Duke announced in May that it would replace coal power with natural gas in Asheville. Duke said it would shut down the two coal-fired units by 2020, replacing them with a larger one fueled by natural gas.

The $1.1 billion project would reduce air emissions and increase electricity generation, with cheaper fuel, in a region that has to import energy during peak periods.

By early October, after some 9,000 mostly-hostile public comments had been filed, Duke said it would rethink the project.

"I think Duke just wildly underestimated what the reaction would be," Rep. Chuck McGrady, a Hendersonville Republican, said in late October. "If they thought Henderson County was a rural backwater they were greatly disappointed."

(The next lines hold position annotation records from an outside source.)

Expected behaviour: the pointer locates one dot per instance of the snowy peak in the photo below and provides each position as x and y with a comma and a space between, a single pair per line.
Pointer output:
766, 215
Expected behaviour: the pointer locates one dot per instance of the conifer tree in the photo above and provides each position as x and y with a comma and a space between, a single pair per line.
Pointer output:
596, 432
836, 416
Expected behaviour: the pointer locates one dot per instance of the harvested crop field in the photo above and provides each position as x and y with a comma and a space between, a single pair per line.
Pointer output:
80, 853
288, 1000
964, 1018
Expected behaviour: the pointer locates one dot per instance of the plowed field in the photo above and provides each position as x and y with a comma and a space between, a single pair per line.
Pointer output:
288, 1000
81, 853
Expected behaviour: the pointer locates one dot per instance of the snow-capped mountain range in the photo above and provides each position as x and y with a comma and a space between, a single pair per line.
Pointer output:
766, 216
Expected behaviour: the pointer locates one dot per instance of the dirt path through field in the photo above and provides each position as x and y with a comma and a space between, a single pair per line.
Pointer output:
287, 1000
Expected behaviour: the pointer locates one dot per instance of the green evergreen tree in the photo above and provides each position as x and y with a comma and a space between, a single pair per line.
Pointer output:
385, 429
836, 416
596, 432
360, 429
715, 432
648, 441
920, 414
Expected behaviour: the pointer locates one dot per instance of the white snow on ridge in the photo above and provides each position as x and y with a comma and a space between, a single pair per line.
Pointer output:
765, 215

Instead critics in the county, which is a magnet for retired professionals, cranked out detailed analyses that questioned the need for 140-foot transmission towers strung across their mountains.

"We are a tourism-driven industry and they're talking about building towers 15 stories high in little towns that might not have anything more than three stories high," said Joan Walker of Asheville-based MountainTrue, which is among the groups that fought the project.

Opponents also tied Duke's continued use of natural gas to fracking and climate change.